The reactions from the Kremlin have been harsh. Following the announcement of the measures, Kremlin spokesman Dmitry Peskov reportedly stated: "This is a violation of the market price-setting, an infringement on market processes; any reference to a (price) cap is unacceptable."18 Other sources cite Peskov as stating that "Moscow's response to the ceiling on gas pricing would be the same as it was when Russian oil was subject to sanctions."19 In response to the EU's package of sanctions that included a basis for setting a price cap for Russian oil, Russia stated it would stop exporting its oil to countries that would apply price caps.
At the time of publication of this article, TTF prices have fallen below 50/MWh, the lowest level it has reached since late 2021 and well below the envisioned threshold for the price cap mechanism to apply.20 With so much volatility in the market and geopolitical events of the future unknown, it is hard to say whether, and when, this mechanism will be triggered.
As noted above, the EU's gas capping mechanism refers to a global LNG price. The LNG price reference will be calculated by the EU Agency for the Cooperation of Energy Regulators (ACER).

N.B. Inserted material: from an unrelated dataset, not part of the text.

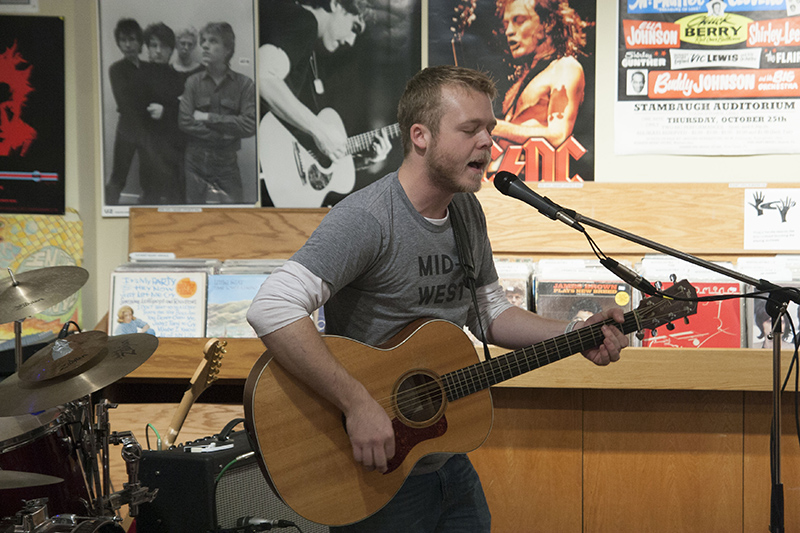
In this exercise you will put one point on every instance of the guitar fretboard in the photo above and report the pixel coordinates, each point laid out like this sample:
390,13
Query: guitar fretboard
363,141
483,375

In January, ACER was unable to calculate the LNG reference price because, according to publicly available information, there were insufficient qualifying transactions in order to produce a price.21 In February 2023, the EU provided the first LNG reference price underlying the European gas price cap mechanism. The announced global LNG price was 55.21/MwH,22 only slightly above the TTF price. The current reference price is just above 40/MWh.23
It is difficult to discern how the European gas price cap, if it applied, would ultimately affect the market. However, as the events of the last year have shown, the gas market is a global one, and events and pricing in the European market have significant impacts on those in Asia and vice versa. At present, TTF prices and JKM prices have declined from record highs and the gas price cap is only a regulation without use in sight. Europe has had a mild winter and gas demand and gas prices have reacted accordingly. For the winter of 2023/2024, however, if the European gas price cap were to be activated, and if Russia were to completely stop exporting gas to the EU, this could further seriously affect the complexion of European gas supply. While supplies of Russian pipeline gas have decreased from 40% to 9% in the EU, further reductions of supply during the winter season the season of high demand would likely lead to an increase in prices of gas from alternative suppliers.
It is also unclear how global LNG suppliers would react if prices for gas on European hubs were capped at a level below market prices. As these authors have previously discussed, recent events in the gas markets show LNG sellers seeking to arbitrage market conditions. At times of high hub prices, sellers were seeking to take advantage of liability limitations in their contracts in order to fail to deliver cargoes to their contractual counterparties and, instead, deliver into gasthirsty and higher-priced Europe instead. However, if prices in Europe are limited to only slightly more than a global LNG price marker, then Europe would cease to become such an attractive destination for rerouted LNG. Moreover, one of the reasons so much LNG was able to be rerouted to Europe was because of lower Chinese demand following the reestablishment of national lockdowns. This situation is obviously subject to change, and China has recently emerged from the 2022 restrictions with market activity ramping up again.